Wednesday, January 18, 2012

Light Source of Winter--from VCFA Winter 2012

Some part of me loves only wilderness, longs for a life lived in tune with the sun. That part wants to live where the night sky, radiant with the belt of the Milky Way, will light my path from the frozen lake to the sauna to the small house with smoke rising from the chimney like a friend awaiting my return.


And isn’t this all too romantic? Like believing you belong to another time period and yet knowing that you barely tolerate the way the modern era treats you, a woman, even if you are a white woman…and who’s to say how blond hair and blue eyes mark you. I remember my grandfather, an Icelander living in Northern Minnesota, saying something about the Scandinavian blonds of the Upper Midwest getting sent to New York to become prostitutes for their hair color. Was it “sent” or “stolen”? He seemed to like tales involving stolen women. Such as the story of Iceland: the Vikings landed in Ireland on their way and stole the most beautiful women to take with them to settle Iceland.


The sun in the winter sky today—late afternoon—rests just above the mountains, a smudged circular whiteness. I can look at it without my eyes hurting. In workshop, I watched the snow fall, the colors turn in the sky to a cold and blue clarity and I missed my Northern Minnesota home. I thought of the way the sun hung along the southern edge of the sky all day and tucked itself down to bed even before supper. The white of the lake covered in snow goes blue, a pale watery blue; tracks from skis lead strait out over the lake, their color a cobalt indent in the snow disappearing in the distance. Tonight I might sit and sweat in the sauna, I might chop wood in the space of silence, a quiet so heavy I can hear the trees creak from the weight of snow on their branches.
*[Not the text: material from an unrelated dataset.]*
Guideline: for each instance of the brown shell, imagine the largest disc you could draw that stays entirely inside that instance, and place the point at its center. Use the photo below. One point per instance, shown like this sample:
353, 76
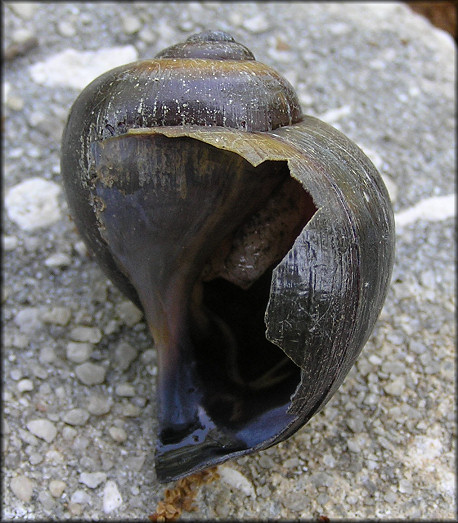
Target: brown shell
238, 240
Vermont Hulbert Outdoor Center


And so it is this dulled ball of sun I think of for the color it makes in the world, for the way it cuts an outline in the trees that rise gray-green from the mountainside. This contrast becomes a sort of relief from no contrast, from the hatched gray wash of winter. This light waning, casts its best spell at dusk when a certain magic twinkles there in the midst and I am given to the best kind of hope, a sort of pleasured musing…a place where I most believe that the comfort of God has nothing to do with the afterworld.

2 comments:

julie.e said...

Homestead with grey dreads and bird feeders...

Emily Arnason Casey said...

yes, I'm there...we've always known this future!!